Doctors and hospitals have also claimed that they receive inadequate reimbursement rates from the state for treating Medicaid patients, forcing them to limit the number they serve.
"We clearly do not view Medicaid as the model for health-care delivery to children and pregnant women, but it's an interim measure," said Elizabeth J. Noyes, director of government liaison for the American Academy of Pediatrics.
This fall, the AAP unveiled its own draft plan for providing health insurance for poor children and pregnant women. Under the plan, health care would be covered by a state fund that would be financed, in part, by a tax on employers who do not provide insurance for their workers. (See Education Week, Nov. 8, 1989.)
As part of the Medicaid bill last fall, the Congress also authorized, but did not appropriate, $5 million for demonstration projects to provide insurance for "medically uninsurable children." The law specified that this could include school-based insurance plans.
One such plan is being developed by Institute for Child Health Policy at the University of Florida. Organizers of the program, which is being funded by HHS and the Robert Wood Johnson Foundation, hope to offer a districtwide school-enrollment-based insurance plan by September 1991.
Meanwhile, a growing number of states have either enacted or are considering adopting plans that would help the children of the working poor:
In Minnesota, children up to the age of 8 who come from families that earn up to 185 percent of the federal poverty level, can receive a full range of preventive health services for $25 a year. The two-year-old program, which does not cover in-patient hospital fees, will include children up to age 18 as of July 1, 1991. (See Education Week, Dec. 14, 1988.)
Since July, pregnant women in households that earn up to 200 percent of the poverty level, and children from families with incomes up to 225 percent of the poverty level can qualify for Vermont's prenatal and children's health program. Participants receive the same services as Medicaid recipients. The state estimates that half of the 3,700 eligible children will use it.
Beginning this July in Maine, children up to age 18 from families with incomes up to 125 percent of the poverty line will receive Medicaid services. Families with incomes above the poverty level will have to pay a portion of the premium. Officials estimate that about 5,750 children will participate in the first year.

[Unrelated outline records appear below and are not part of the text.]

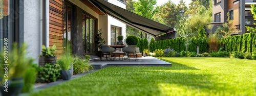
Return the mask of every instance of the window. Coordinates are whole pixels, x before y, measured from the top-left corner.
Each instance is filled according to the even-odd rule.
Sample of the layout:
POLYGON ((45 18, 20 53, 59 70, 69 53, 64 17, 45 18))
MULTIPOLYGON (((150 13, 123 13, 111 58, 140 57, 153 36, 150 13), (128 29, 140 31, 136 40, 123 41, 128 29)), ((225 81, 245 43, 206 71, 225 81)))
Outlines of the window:
POLYGON ((221 22, 221 13, 219 13, 214 15, 215 22, 221 22))
POLYGON ((220 2, 221 0, 214 0, 214 4, 217 4, 220 2))
POLYGON ((229 17, 230 19, 234 19, 234 10, 229 11, 229 17))
POLYGON ((111 45, 116 45, 118 41, 117 36, 121 35, 121 28, 111 26, 111 45))

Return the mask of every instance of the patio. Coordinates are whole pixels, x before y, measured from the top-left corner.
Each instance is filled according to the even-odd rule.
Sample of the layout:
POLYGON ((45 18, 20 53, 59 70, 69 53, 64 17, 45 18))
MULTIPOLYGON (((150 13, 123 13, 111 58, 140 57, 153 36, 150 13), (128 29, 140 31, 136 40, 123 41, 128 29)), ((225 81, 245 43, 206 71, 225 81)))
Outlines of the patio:
POLYGON ((118 57, 115 61, 112 60, 108 61, 104 59, 100 61, 99 58, 97 58, 90 60, 89 64, 94 65, 95 69, 100 69, 108 66, 172 66, 172 63, 151 56, 138 58, 136 61, 134 58, 130 58, 130 61, 129 60, 123 60, 122 61, 119 60, 118 57))

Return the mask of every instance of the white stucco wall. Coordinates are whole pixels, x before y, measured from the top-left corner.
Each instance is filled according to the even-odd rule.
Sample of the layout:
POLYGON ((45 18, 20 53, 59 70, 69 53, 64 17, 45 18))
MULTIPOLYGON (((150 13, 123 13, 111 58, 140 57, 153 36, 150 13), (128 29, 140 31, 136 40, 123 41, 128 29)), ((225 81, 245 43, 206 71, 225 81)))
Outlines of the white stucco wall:
POLYGON ((28 56, 38 63, 42 45, 42 1, 24 1, 24 41, 28 44, 28 56))
MULTIPOLYGON (((108 2, 115 5, 119 6, 122 8, 126 9, 126 5, 117 0, 108 0, 108 2)), ((113 17, 108 16, 108 44, 111 44, 111 26, 114 26, 121 28, 122 35, 123 36, 124 39, 126 38, 126 25, 121 21, 114 18, 113 17)))

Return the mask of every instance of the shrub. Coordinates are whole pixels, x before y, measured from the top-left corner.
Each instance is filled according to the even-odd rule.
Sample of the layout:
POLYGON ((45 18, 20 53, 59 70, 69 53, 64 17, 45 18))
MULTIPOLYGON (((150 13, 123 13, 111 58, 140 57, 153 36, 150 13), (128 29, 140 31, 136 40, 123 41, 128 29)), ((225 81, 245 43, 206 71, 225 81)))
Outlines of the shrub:
POLYGON ((45 66, 34 66, 38 73, 36 82, 49 83, 60 78, 60 66, 58 64, 47 63, 45 66))
POLYGON ((247 52, 244 53, 244 58, 246 59, 251 59, 251 53, 247 52))
POLYGON ((229 53, 227 52, 212 52, 210 53, 211 57, 229 57, 229 53))
POLYGON ((139 43, 139 39, 136 36, 130 35, 127 37, 125 41, 128 45, 137 45, 139 43))
POLYGON ((155 39, 154 38, 151 38, 150 43, 150 51, 153 52, 156 50, 156 41, 155 41, 155 39))
POLYGON ((153 53, 155 54, 155 55, 154 57, 164 57, 164 51, 163 50, 162 50, 162 49, 156 50, 154 52, 153 52, 153 53))
POLYGON ((93 69, 91 65, 88 64, 89 59, 83 59, 80 56, 74 57, 73 63, 74 75, 80 73, 83 73, 93 69))
POLYGON ((184 51, 181 51, 181 52, 179 52, 179 55, 178 55, 178 57, 186 57, 187 55, 187 53, 186 52, 184 51))
POLYGON ((241 52, 242 51, 242 45, 243 44, 242 41, 243 38, 244 38, 244 35, 241 35, 239 37, 239 39, 238 40, 238 51, 241 52))
POLYGON ((164 54, 165 54, 165 57, 175 57, 177 52, 174 51, 174 49, 170 50, 170 49, 168 49, 168 50, 165 49, 164 51, 164 54))
POLYGON ((256 52, 253 52, 251 54, 251 59, 256 60, 256 52))

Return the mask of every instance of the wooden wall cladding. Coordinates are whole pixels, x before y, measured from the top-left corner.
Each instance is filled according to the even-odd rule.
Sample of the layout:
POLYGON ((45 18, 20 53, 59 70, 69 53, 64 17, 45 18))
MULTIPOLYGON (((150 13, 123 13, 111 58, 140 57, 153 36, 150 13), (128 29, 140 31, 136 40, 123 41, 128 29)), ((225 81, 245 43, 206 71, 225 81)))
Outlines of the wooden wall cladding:
POLYGON ((49 1, 49 46, 56 45, 55 55, 62 54, 63 0, 49 1))

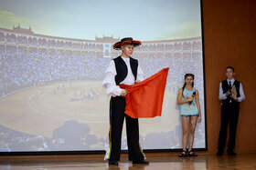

The Governors of both Michigan and New York used their state-of-the-state addresses this year to launch a campaign to provide health care for poor children. Under the Michigan program, which must be approved by the legislature, Medicaid benefits would be extended to children up to the age of 10 who come from families that have incomes up to 200 percent of the poverty level.
According to a detailed draft proposal released by New York officials last week, the state would help provide health insurance to every uninsured child through age 17. Participation would be on a sliding-fee basis. Families with net incomes below 130 percent of the poverty line would have their insurance premiums paid in full by the state, while those above 185 percent would be able to purchase it at a premium cost. The program, which would cost the state $10 million, must be passed by the legislature.
Iowa lawmakers last year earmarked $300,000 to pay for preventative services offered free of charge to uninsured poor children through the Caring Program for Children, a public-private partnership administered by the local Blue Cross and Blue Shield organizations.
The program, which is modeled after a Caring Program started by Blue Cross of Western Pennsylvania and Pennsylvania Blue Shield in 1985, covers most medical services except in-patient hospital fees. The program, now in 10 states, requires private donations to cover the child's medical costs. Doctors also accept lower reimbursement rates. Iowa is the only state to contribute to the program so far.